Office-of-the-Auditor-General

Disastrous buy-back scheme

By Tony Orman

The government’s intention to impose a firearm registry on the firearm owning public will be a waste of time and money says Nicole McKee of the Council of Licensed Firearm Owners (COLFO). The comment followed the release of the Auditor-General investigation into the Government’s firearm buyback scheme It is a pretty damning report, said Nicole McKee of COLFO.

Key revelations of the Auditor General’s report are:-

  • The cost blew out from $18 million to $35 million.
  • The scheme only collected about a quarter of the prohibited firearms that Police estimate were out there. As of February, 2020, 61,332 firearms had been collected or modified, when Police estimate that there were up to 240,000 in the community.
  • There were major deficiencies in how Police kept their records of e-endorsement firearms.
  • There is no assessment that this scheme will make us any safer.

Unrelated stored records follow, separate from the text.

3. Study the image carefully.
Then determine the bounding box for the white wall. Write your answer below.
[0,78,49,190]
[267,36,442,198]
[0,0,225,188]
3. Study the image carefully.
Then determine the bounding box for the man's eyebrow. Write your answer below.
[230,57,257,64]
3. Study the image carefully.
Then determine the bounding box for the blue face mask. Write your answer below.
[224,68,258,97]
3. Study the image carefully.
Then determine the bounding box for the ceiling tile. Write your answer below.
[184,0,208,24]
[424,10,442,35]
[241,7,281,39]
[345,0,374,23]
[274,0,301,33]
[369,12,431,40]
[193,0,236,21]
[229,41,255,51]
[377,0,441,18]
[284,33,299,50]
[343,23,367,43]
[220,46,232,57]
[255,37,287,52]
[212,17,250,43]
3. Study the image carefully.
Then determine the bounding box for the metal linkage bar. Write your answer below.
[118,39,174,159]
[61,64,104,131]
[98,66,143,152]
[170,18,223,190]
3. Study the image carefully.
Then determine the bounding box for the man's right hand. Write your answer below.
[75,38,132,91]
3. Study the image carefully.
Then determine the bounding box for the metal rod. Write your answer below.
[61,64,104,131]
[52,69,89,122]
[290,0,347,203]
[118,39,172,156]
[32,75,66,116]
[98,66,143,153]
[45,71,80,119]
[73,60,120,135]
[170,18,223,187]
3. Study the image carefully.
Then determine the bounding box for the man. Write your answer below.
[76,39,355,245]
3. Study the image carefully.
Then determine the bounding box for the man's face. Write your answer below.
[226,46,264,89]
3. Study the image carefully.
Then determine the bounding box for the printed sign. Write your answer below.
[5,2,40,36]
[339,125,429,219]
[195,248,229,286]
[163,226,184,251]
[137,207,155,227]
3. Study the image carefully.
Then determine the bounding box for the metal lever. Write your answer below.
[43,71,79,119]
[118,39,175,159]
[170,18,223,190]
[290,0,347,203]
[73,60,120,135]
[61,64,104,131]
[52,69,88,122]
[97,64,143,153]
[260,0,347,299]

A key recommendation was that police strengthen their engagement with firearm owners and dealers.

Damage

Nicole McKee said clearly the Auditor General had seen that Police’s efforts to make licence firearm owners as criminals is damaging New Zealand. Gun registry will be a colossal waste of time and money.

She considered there is one big disappointment in the report. The Auditor-General says that the SAP system was one of the ‘strengths of the system’.

This is the same system that exposed hundreds of firearm owners addresses and bank accounts, said Nicole McKee.

COLFO would continue to advocate on behalf of the law-abiding firearm owners that the government should not have such blatant disregard for firearm owners’ personal information.

Overall, the Report clearly shows what we already knew, that the Government’s proposed gun registry will be a colossal waste of time and money.